Metrics with Micrometer
Since 1.9.0 the optional artifact fixedformat4j-micrometer instruments fixedformat4j with
Micrometer, the metrics facade used by Spring Boot Actuator, Quarkus,
Micronaut, and plain Java applications. The core fixedformat4j artifact is unchanged and gains
no dependencies — when the module is absent there is zero cost.
Add the dependency
<dependency>
<groupId>com.ancientprogramming.fixedformat4j</groupId>
<artifactId>fixedformat4j-micrometer</artifactId>
<version>1.9.0</version>
</dependency>
implementation 'com.ancientprogramming.fixedformat4j:fixedformat4j-micrometer:1.9.0'
Wiring
All instrumentation is decorator-based via FixedFormatMetrics:
MeterRegistry registry = ...; // any Micrometer registry
FixedFormatMetrics metrics = FixedFormatMetrics.of(registry);
// instrument a manager — load/export timers, parse-error counter, class gauge
FixedFormatManager manager = metrics.instrument(new FixedFormatManagerImpl());
// instrument file processing — inject the manager and wrap the reader strategies
FixedFormatReader reader = FixedFormatReader.builder()
.manager(manager)
.addMapping(CustomerRecord.class, LinePattern.prefix("C"))
.excludeLines(metrics.countLines(line -> false)) // counts every processed line
.unmatchStrategy(metrics.countUnmatched(UnmatchStrategy.skip()))
.parseErrorStrategy(metrics.countParseErrors(ParseErrorStrategy.skipAndLog()))
.build();
In Spring Boot, expose the instrumented manager as a bean — Actuator provides the
MeterRegistry:
@Bean
public FixedFormatManager fixedFormatManager(MeterRegistry registry) {
return FixedFormatMetrics.of(registry).instrument(new FixedFormatManagerImpl());
}
Published meters
| Metric | Type | Tags | Meaning |
|---|---|---|---|
fixedformat.load |
timer | record.class |
Duration of each load() call |
fixedformat.export |
timer | record.class |
Duration of each export() call (both overloads) |
fixedformat.parse.errors |
counter | record.class, field |
ParseException occurrences (the exception still propagates) |
fixedformat.reader.lines.processed |
counter | — | Lines read, including excluded and unmatched ones |
fixedformat.reader.lines.unmatched |
counter | — | Lines matching no registered LinePattern |
fixedformat.reader.lines.errors |
counter | — | Lines that matched but failed to parse |
fixedformat.metadata.cache.classes |
gauge | manager.instance |
Distinct @Record classes processed through the instrumented manager |
A spiking fixedformat.parse.errors rate is a leading indicator of upstream format drift —
exactly the class of problem fixed-width integrations otherwise suffer silently.

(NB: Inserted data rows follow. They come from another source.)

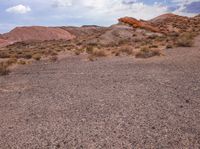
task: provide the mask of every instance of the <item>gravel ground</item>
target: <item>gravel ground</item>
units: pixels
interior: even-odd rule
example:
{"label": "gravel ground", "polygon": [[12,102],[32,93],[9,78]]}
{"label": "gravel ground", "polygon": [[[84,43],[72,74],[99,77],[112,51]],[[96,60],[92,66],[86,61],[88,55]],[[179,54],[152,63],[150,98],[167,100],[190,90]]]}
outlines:
{"label": "gravel ground", "polygon": [[0,77],[0,148],[199,149],[196,43],[147,60],[37,62]]}

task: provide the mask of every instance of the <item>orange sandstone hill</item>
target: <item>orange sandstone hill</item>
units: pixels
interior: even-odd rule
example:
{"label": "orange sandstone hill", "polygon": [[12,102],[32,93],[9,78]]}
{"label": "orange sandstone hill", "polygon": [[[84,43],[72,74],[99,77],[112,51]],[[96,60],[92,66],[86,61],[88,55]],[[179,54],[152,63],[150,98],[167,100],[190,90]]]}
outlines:
{"label": "orange sandstone hill", "polygon": [[129,24],[135,28],[143,28],[143,29],[146,29],[146,30],[149,30],[152,32],[160,32],[159,28],[151,25],[149,22],[143,21],[143,20],[137,20],[137,19],[131,18],[131,17],[120,18],[119,22]]}
{"label": "orange sandstone hill", "polygon": [[20,41],[45,41],[45,40],[70,40],[75,38],[68,31],[58,27],[17,27],[9,33],[2,35],[3,39],[12,42]]}

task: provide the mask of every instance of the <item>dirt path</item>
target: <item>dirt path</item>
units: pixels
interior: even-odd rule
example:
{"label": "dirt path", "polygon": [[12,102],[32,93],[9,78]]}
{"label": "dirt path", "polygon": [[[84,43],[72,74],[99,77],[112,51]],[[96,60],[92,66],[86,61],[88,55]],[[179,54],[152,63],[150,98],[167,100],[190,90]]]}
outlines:
{"label": "dirt path", "polygon": [[196,43],[160,58],[71,57],[0,77],[0,148],[198,149]]}

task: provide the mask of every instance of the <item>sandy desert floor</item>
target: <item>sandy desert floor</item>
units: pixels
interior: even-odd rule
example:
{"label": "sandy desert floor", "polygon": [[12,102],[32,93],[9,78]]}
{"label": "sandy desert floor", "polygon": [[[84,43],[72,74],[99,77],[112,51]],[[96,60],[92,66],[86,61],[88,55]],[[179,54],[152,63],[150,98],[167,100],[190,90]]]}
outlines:
{"label": "sandy desert floor", "polygon": [[41,61],[0,77],[0,148],[198,149],[199,43],[145,60]]}

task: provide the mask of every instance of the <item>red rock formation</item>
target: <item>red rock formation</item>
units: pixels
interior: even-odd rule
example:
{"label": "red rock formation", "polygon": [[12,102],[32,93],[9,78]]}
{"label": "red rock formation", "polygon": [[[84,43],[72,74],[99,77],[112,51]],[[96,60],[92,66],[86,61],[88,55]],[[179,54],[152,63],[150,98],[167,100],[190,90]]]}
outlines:
{"label": "red rock formation", "polygon": [[145,21],[139,21],[137,19],[131,18],[131,17],[124,17],[124,18],[120,18],[119,22],[125,23],[125,24],[129,24],[135,28],[143,28],[152,32],[158,32],[160,33],[159,28],[152,26],[151,24],[149,24],[148,22]]}
{"label": "red rock formation", "polygon": [[4,39],[12,42],[20,41],[44,41],[44,40],[70,40],[74,35],[61,28],[54,27],[17,27],[9,33],[2,35]]}

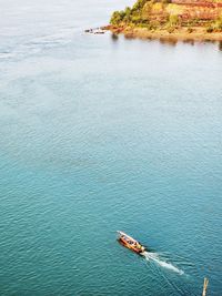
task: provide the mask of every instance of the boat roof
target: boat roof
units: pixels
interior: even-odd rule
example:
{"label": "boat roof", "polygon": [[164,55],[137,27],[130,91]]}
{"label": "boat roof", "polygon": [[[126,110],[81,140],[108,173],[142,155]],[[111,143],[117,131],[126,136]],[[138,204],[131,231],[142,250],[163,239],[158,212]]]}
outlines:
{"label": "boat roof", "polygon": [[127,233],[123,233],[123,232],[120,232],[120,231],[118,231],[118,233],[119,233],[119,235],[121,235],[121,236],[125,236],[125,237],[128,237],[130,241],[133,241],[133,242],[137,242],[134,238],[132,238],[130,235],[128,235]]}

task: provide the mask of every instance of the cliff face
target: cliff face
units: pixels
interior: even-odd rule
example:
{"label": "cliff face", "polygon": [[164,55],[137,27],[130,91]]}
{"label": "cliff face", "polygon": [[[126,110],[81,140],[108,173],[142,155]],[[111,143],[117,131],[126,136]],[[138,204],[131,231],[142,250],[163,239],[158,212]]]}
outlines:
{"label": "cliff face", "polygon": [[119,28],[145,28],[173,32],[205,28],[222,32],[222,0],[138,0],[132,8],[115,11],[111,24]]}

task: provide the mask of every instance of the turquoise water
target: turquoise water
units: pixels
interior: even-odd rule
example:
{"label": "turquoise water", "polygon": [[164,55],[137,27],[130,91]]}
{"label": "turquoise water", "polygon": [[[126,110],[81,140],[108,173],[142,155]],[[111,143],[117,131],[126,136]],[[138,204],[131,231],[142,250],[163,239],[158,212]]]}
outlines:
{"label": "turquoise water", "polygon": [[1,295],[221,294],[221,47],[83,33],[131,3],[0,0]]}

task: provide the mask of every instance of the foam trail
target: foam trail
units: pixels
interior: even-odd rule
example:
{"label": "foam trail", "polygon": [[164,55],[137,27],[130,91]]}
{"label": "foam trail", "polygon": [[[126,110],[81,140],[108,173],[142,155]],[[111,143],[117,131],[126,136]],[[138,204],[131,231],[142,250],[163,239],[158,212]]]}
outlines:
{"label": "foam trail", "polygon": [[143,252],[141,255],[143,255],[145,257],[145,259],[148,259],[148,261],[152,259],[155,263],[158,263],[160,266],[162,266],[164,268],[168,268],[168,269],[171,269],[174,273],[178,273],[180,275],[183,275],[184,274],[183,271],[181,271],[178,267],[173,266],[171,263],[167,263],[164,261],[161,261],[159,258],[158,254],[155,254],[155,253]]}

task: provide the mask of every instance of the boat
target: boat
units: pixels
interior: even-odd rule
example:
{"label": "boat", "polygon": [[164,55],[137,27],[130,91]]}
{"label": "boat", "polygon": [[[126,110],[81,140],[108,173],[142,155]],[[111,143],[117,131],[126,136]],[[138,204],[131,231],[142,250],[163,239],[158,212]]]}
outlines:
{"label": "boat", "polygon": [[130,248],[131,251],[135,252],[137,254],[141,254],[145,251],[145,247],[141,245],[138,241],[132,238],[130,235],[118,231],[118,241],[121,245],[123,245],[127,248]]}

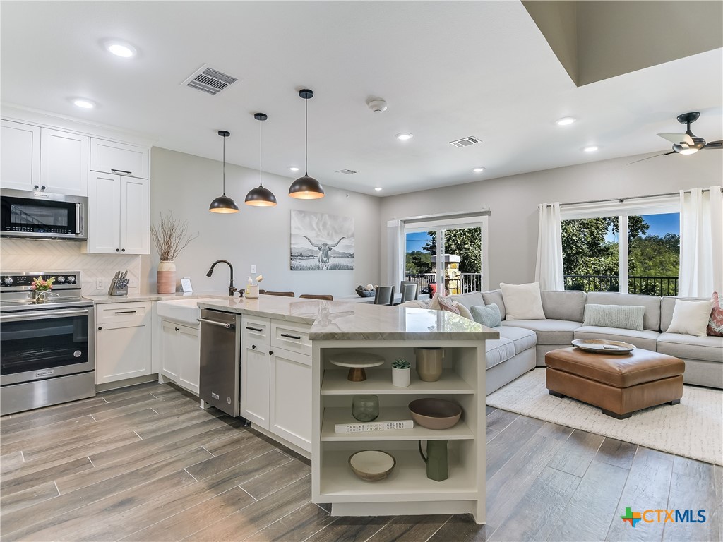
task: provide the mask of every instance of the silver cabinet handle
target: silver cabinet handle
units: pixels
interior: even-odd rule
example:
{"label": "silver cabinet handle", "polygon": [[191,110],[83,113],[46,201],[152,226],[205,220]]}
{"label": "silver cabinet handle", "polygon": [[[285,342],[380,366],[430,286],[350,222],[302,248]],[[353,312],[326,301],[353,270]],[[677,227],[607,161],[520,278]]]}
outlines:
{"label": "silver cabinet handle", "polygon": [[197,318],[196,319],[203,324],[210,324],[211,325],[221,326],[221,327],[226,327],[227,330],[233,330],[236,327],[234,324],[224,324],[222,322],[214,322],[213,320],[209,320],[206,318]]}

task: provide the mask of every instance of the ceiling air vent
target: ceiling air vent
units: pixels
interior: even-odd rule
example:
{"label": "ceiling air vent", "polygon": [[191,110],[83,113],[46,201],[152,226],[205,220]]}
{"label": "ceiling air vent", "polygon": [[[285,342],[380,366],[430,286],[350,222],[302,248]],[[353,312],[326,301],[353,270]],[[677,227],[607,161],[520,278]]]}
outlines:
{"label": "ceiling air vent", "polygon": [[184,81],[181,85],[215,95],[229,85],[238,80],[236,77],[232,77],[218,69],[214,69],[208,64],[204,64],[194,72],[191,77]]}
{"label": "ceiling air vent", "polygon": [[470,145],[474,145],[476,143],[482,143],[482,140],[470,136],[469,137],[463,137],[461,139],[457,139],[457,141],[450,141],[450,145],[454,145],[455,147],[458,147],[462,149],[465,147],[469,147]]}

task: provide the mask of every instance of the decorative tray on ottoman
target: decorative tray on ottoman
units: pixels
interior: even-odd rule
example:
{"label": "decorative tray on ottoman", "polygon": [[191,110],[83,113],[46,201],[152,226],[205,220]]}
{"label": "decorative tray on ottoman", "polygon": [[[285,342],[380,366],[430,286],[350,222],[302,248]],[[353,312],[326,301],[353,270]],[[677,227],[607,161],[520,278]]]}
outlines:
{"label": "decorative tray on ottoman", "polygon": [[581,350],[596,354],[628,354],[636,349],[636,345],[630,343],[604,339],[576,339],[573,344]]}

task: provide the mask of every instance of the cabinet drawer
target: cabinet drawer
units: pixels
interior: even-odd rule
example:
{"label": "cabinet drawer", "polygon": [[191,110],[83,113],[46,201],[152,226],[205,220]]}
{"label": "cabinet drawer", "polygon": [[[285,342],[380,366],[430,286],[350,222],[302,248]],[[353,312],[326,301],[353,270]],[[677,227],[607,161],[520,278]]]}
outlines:
{"label": "cabinet drawer", "polygon": [[244,314],[241,319],[241,327],[243,330],[241,344],[246,345],[251,342],[268,345],[271,343],[270,319],[247,317]]}
{"label": "cabinet drawer", "polygon": [[271,322],[271,345],[291,352],[311,356],[312,343],[309,340],[309,326],[286,322]]}
{"label": "cabinet drawer", "polygon": [[143,324],[150,314],[150,303],[114,303],[95,306],[95,324],[124,324],[136,326]]}

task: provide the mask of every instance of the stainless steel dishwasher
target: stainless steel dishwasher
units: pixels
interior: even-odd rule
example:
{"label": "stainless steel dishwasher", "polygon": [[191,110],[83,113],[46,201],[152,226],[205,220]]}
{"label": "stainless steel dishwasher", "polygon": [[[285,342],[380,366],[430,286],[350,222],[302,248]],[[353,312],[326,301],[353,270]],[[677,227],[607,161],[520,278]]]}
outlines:
{"label": "stainless steel dishwasher", "polygon": [[241,414],[241,314],[201,309],[201,408]]}

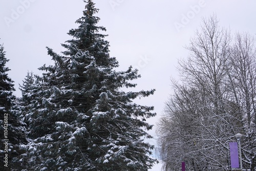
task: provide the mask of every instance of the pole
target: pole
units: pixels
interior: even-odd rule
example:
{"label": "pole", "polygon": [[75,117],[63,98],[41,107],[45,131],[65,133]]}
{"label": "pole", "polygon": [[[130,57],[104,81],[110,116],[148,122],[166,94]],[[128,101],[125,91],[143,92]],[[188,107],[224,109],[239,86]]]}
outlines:
{"label": "pole", "polygon": [[239,156],[240,158],[240,169],[241,170],[243,170],[243,166],[242,165],[242,153],[241,150],[240,139],[238,138],[238,146],[239,147]]}

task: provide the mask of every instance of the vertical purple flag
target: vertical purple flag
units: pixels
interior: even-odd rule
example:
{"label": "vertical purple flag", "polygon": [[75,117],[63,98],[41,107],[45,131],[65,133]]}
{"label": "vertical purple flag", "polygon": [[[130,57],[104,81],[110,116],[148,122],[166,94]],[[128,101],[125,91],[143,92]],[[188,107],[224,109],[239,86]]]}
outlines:
{"label": "vertical purple flag", "polygon": [[182,171],[185,171],[186,170],[186,169],[185,168],[185,162],[181,163],[181,170]]}
{"label": "vertical purple flag", "polygon": [[236,142],[229,142],[229,148],[230,149],[231,167],[239,168],[238,143]]}

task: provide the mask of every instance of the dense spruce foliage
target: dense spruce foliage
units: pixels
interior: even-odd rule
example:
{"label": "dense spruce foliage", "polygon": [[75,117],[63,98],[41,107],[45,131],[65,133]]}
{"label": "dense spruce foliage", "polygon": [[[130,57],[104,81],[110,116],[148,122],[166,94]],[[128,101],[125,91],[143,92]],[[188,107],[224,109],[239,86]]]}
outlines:
{"label": "dense spruce foliage", "polygon": [[[147,170],[157,162],[146,118],[153,106],[133,100],[155,90],[124,92],[140,77],[130,67],[116,71],[118,62],[98,26],[92,1],[86,3],[72,39],[58,54],[47,47],[54,65],[40,67],[42,76],[28,73],[20,86],[23,114],[27,125],[24,170]],[[130,89],[127,89],[130,90]]]}
{"label": "dense spruce foliage", "polygon": [[216,16],[203,20],[180,60],[180,79],[158,126],[165,170],[229,170],[229,143],[241,139],[243,167],[256,169],[254,40],[232,39]]}

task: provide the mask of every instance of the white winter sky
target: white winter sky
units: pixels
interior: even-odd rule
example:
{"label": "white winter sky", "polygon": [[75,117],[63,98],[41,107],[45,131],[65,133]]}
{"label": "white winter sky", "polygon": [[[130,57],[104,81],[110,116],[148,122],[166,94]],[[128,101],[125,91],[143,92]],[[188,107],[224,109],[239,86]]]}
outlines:
{"label": "white winter sky", "polygon": [[[130,65],[138,68],[142,77],[136,81],[135,90],[156,89],[155,95],[136,100],[155,106],[158,115],[148,120],[155,125],[172,93],[170,77],[178,77],[178,60],[187,56],[184,47],[200,27],[202,17],[215,13],[220,26],[230,28],[232,33],[256,33],[254,0],[94,3],[100,9],[97,15],[101,18],[99,25],[105,27],[109,35],[106,39],[111,56],[119,62],[118,70],[125,70]],[[45,47],[56,52],[63,50],[60,44],[71,38],[66,33],[76,28],[75,22],[82,15],[84,6],[82,0],[0,1],[0,44],[4,44],[6,57],[10,59],[7,66],[11,70],[9,77],[15,81],[15,95],[21,96],[18,83],[22,83],[28,71],[40,74],[37,68],[53,63]],[[188,17],[186,20],[184,16]],[[155,135],[155,127],[150,133]]]}

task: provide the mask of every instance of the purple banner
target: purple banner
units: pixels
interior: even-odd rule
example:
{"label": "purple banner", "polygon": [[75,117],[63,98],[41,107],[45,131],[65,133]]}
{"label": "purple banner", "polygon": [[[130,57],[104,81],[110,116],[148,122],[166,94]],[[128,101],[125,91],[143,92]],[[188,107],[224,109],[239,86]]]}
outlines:
{"label": "purple banner", "polygon": [[185,162],[181,163],[181,170],[182,171],[185,171],[186,170],[186,169],[185,168]]}
{"label": "purple banner", "polygon": [[230,149],[231,168],[239,168],[238,150],[237,142],[229,142]]}

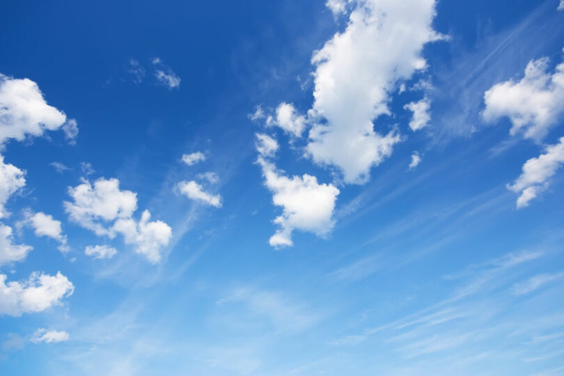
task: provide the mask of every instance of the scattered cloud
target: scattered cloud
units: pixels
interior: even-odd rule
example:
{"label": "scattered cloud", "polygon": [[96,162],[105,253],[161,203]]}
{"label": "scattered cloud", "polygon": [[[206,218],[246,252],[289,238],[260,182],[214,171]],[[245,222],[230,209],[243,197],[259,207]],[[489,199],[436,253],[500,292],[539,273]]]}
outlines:
{"label": "scattered cloud", "polygon": [[219,177],[217,176],[217,174],[211,171],[198,173],[198,178],[207,180],[211,184],[216,184],[219,181]]}
{"label": "scattered cloud", "polygon": [[31,342],[33,343],[39,343],[40,342],[45,342],[45,343],[58,343],[59,342],[67,341],[68,338],[68,333],[66,331],[47,330],[44,328],[40,328],[33,333],[33,336],[31,337]]}
{"label": "scattered cloud", "polygon": [[292,104],[283,102],[276,107],[276,118],[268,116],[266,125],[280,127],[284,132],[301,137],[306,128],[306,117],[298,113]]}
{"label": "scattered cloud", "polygon": [[331,184],[318,184],[317,178],[311,175],[285,176],[283,171],[278,171],[266,159],[276,150],[272,141],[268,136],[257,135],[257,163],[263,169],[265,185],[273,194],[273,203],[283,208],[282,214],[274,219],[279,228],[270,237],[270,245],[292,246],[295,229],[327,235],[335,223],[333,214],[339,190]]}
{"label": "scattered cloud", "polygon": [[547,58],[533,60],[519,81],[510,79],[486,91],[484,119],[493,122],[508,117],[511,135],[542,140],[564,112],[564,63],[552,75],[547,72],[548,64]]}
{"label": "scattered cloud", "polygon": [[419,152],[414,151],[412,154],[412,162],[409,163],[409,169],[413,170],[418,166],[419,164],[421,163],[421,157],[419,155]]}
{"label": "scattered cloud", "polygon": [[168,87],[169,89],[180,86],[180,77],[165,65],[159,58],[153,58],[152,63],[155,67],[155,77],[159,84]]}
{"label": "scattered cloud", "polygon": [[421,130],[429,125],[431,120],[431,115],[429,113],[431,101],[428,98],[423,98],[418,102],[412,102],[403,108],[413,112],[412,120],[409,120],[409,127],[412,131]]}
{"label": "scattered cloud", "polygon": [[204,162],[205,155],[202,152],[194,152],[190,154],[182,155],[182,162],[188,166],[193,166],[196,163]]}
{"label": "scattered cloud", "polygon": [[221,207],[221,196],[219,194],[211,194],[204,191],[203,187],[194,180],[183,181],[178,183],[178,190],[192,200],[202,201],[215,206],[216,207]]}
{"label": "scattered cloud", "polygon": [[14,139],[40,136],[65,124],[66,116],[47,104],[37,84],[0,73],[0,147]]}
{"label": "scattered cloud", "polygon": [[122,191],[119,180],[100,178],[93,185],[89,181],[69,187],[73,202],[65,201],[65,211],[69,218],[98,236],[124,236],[125,244],[133,245],[136,253],[152,263],[161,259],[162,248],[167,246],[172,230],[163,221],[150,221],[151,214],[145,210],[141,220],[133,219],[137,209],[137,195]]}
{"label": "scattered cloud", "polygon": [[107,245],[88,246],[84,249],[84,254],[93,258],[111,258],[118,251],[115,248]]}
{"label": "scattered cloud", "polygon": [[68,170],[68,167],[67,167],[61,162],[51,162],[49,164],[49,165],[53,167],[55,169],[55,171],[57,171],[57,173],[63,173],[63,172]]}
{"label": "scattered cloud", "polygon": [[61,127],[65,134],[65,139],[69,145],[77,144],[77,137],[78,137],[78,125],[75,119],[69,119]]}
{"label": "scattered cloud", "polygon": [[0,224],[0,266],[23,260],[33,249],[27,245],[14,244],[13,242],[12,228]]}
{"label": "scattered cloud", "polygon": [[[342,2],[334,3],[338,9]],[[423,46],[442,37],[431,26],[433,0],[354,3],[345,30],[313,54],[313,125],[306,150],[315,162],[337,167],[345,182],[362,183],[401,140],[395,130],[375,132],[373,122],[390,114],[398,82],[426,68]]]}
{"label": "scattered cloud", "polygon": [[4,163],[3,156],[0,155],[0,218],[8,215],[4,205],[10,196],[25,186],[24,175],[25,171],[13,164]]}
{"label": "scattered cloud", "polygon": [[531,200],[545,190],[550,178],[563,164],[564,137],[561,137],[558,143],[547,147],[544,154],[525,162],[521,175],[513,184],[508,185],[508,189],[520,194],[517,201],[517,208],[528,205]]}
{"label": "scattered cloud", "polygon": [[75,290],[75,286],[61,272],[54,276],[36,272],[23,282],[6,283],[7,278],[6,274],[0,274],[0,315],[20,316],[41,312],[60,305],[61,299]]}
{"label": "scattered cloud", "polygon": [[67,237],[63,234],[61,221],[54,219],[52,216],[42,212],[33,213],[30,210],[25,212],[25,223],[35,230],[36,236],[46,236],[59,242],[58,250],[61,252],[69,251]]}

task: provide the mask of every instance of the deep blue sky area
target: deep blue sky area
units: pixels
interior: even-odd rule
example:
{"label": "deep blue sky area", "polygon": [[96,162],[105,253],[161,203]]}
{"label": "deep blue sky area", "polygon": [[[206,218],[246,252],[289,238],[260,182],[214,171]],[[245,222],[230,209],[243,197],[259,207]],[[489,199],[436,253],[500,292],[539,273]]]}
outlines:
{"label": "deep blue sky area", "polygon": [[8,1],[0,374],[564,375],[564,2]]}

Double-count with reader wiring: when the reader’s manager is instrumented (as in the wiring
example above) and countParseErrors is used, a parse failure on a matched line increments
both fixedformat.reader.lines.errors (coarse, line-level) and fixedformat.parse.errors
(granular, tagged by record.class + field). This is by design — the two meters answer
different questions — but operators should not sum them to count total failures.
Gauge semantics: the library’s internal metadata cache is ClassValue-based and deliberately
not enumerable (it must never pin classloaders in hot-reload environments), so the gauge counts
the distinct record classes observed by the instrumented manager instance — the measurable
equivalent of “classes currently cached” for the normal one-manager setup. The tracking set
holds classes weakly for the same classloader-safety reason: record classes that become
unreachable (e.g. after a hot-reload) drop out of the count. Each manager publishes its own
gauge, disambiguated by the manager.instance tag, so several instrumented managers can share
one registry.
Performance
Meters are resolved once, not per call: the instrumented manager caches its timers per record
class (in a GC-safe ClassValue, so cached timers never pin a record class’s classloader), and
the reader wrappers resolve their counters when the wrapper is created. The steady-state cost
per load()/export() is therefore just the timer sample — two System.nanoTime() calls —
plus a set lookup for the gauge; per reader line it is a single counter increment. Measured with
the JMH benchmark in the benchmarks module (-P micrometer-bench), the instrumented manager
adds on the order of tens of nanoseconds per operation. Uninstrumented code paths and
applications without this module are completely unaffected.